Faith & Life

SIMPLIFY YOUR LIFE

Reap the Spiritual Benefits of Minimalism, Refocusing, and Reorganizing in 2020

By Cathi Douglas     1/16/2020

We’ve all heard Jesus’s teachings on money and possessions – and at first glance sacrificing wealth and power seem painful.  

Still, as we begin a new year and have seemingly endless opportunities to live our lives differently, it’s attractive to consider owning fewer possessions, simplifying our schedules, and prioritizing people and experiences in 2020. 

Perhaps Jesus isn’t calling us to make sacrifices so much as to reap the spiritual benefits of a streamlined life. 

Writing in Forbes in 2012, author Neil Kane, president of Illinois Partners, discusses his family’s surprisingly spiritual journey toward purging their lives of extraneous possessions–owning less ‘stuff’ and lightening their physical and emotional load. 

In the new year, we can start fresh, tossing the emotional and physical baggage we’ve accumulated to strip our lives down to what’s most important. 

If this minimalism appeals to you, what would you decide to add to the blank slate of 2020? 

  • Do you want to fill your new year with busy-ness, or schedule only the most important work, relationships, commitments and opportunities?
  • Do you want to read Scripture on a regular basis, join a Bible study group, or read Catholic literature?
  • Do you want to be more mindful?

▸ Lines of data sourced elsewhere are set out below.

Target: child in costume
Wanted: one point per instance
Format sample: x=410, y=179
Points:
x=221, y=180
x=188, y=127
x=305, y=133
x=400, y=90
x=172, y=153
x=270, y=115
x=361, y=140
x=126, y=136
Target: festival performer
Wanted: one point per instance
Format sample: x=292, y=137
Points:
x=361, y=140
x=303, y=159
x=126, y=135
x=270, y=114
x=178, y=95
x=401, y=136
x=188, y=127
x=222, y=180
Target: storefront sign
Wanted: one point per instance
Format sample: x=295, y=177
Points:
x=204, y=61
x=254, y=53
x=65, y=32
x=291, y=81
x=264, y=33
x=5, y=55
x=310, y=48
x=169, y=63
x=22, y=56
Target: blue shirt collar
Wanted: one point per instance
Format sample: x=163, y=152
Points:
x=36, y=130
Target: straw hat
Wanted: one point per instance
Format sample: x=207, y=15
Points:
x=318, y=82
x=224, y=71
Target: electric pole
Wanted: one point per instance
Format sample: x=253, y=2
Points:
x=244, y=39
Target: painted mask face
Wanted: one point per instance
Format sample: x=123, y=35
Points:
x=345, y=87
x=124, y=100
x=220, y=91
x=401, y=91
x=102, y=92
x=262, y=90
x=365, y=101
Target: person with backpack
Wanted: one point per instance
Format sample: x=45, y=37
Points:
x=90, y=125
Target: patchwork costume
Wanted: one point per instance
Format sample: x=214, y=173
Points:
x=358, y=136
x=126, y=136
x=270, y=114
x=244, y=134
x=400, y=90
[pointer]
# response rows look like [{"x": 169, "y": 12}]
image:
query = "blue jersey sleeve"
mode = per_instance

More committed to your marriage or your children?
  • Do you want to be more active, eat more healthily, get outdoors more?
  • Do you want to nurture your prayer life, or find solitary time to listen to God’s voice?
  • Do you want to have greater focus for your work? Be more organized? Get your finances in order?

 

As attractive as all these ideas are, it’s important not to commit to an overwhelming to-do list in January. Pick a couple of these new priorities. Learn to savor the extra time and energy that results from under-committing your time. 

Perhaps one of Pope Francis’s suggested New Year’s resolutions should guide our thoughts as we consider the new slate facing us. He says, “Be careful of envy, lust, hatred and negative feelings that devour our interior peace and transform us into destroyed and destructive people.” 

Catholic Online offers these ideas for refocusing ourselves based on St. Paul’s letter to the Thessalonians:  

  • Do not return evil for evil.
  • Seek what is good for each other.
  • Rejoice always.
  • Pray without ceasing.
  • In all circumstances give thanks.

 

As the publication notes, these are resolutions that matter, and each and every day is the right time to start doing them. 

Yet in addition to refocusing our spiritual lives, we can also pay attention to some ‘spiritual decluttering,’ to unblock and unstick ourselves. This is helpful particularly when we can’t see the ideas and vision clear to the path we want. 

“Decluttering—cleaning up our act physically, mentally, and emotionally—frees us from those stuck places and helps us get into action,” notes magnoliaswest.com in its June 12, 2012 blog post on decluttering as spiritual practice.  

Spiritual clutter can include the incomplete or stalled dreams swirling in your head; unhealthy, unfulfilling relationships; addictive behaviors; and mental chaos. Indeed, clutter, in any form, negatively affects our energy, attitudes, and effectiveness. 

In the words of G. K. Chesterton, “The object of a new year is not that we should have a new year. It is that we should have a new soul.”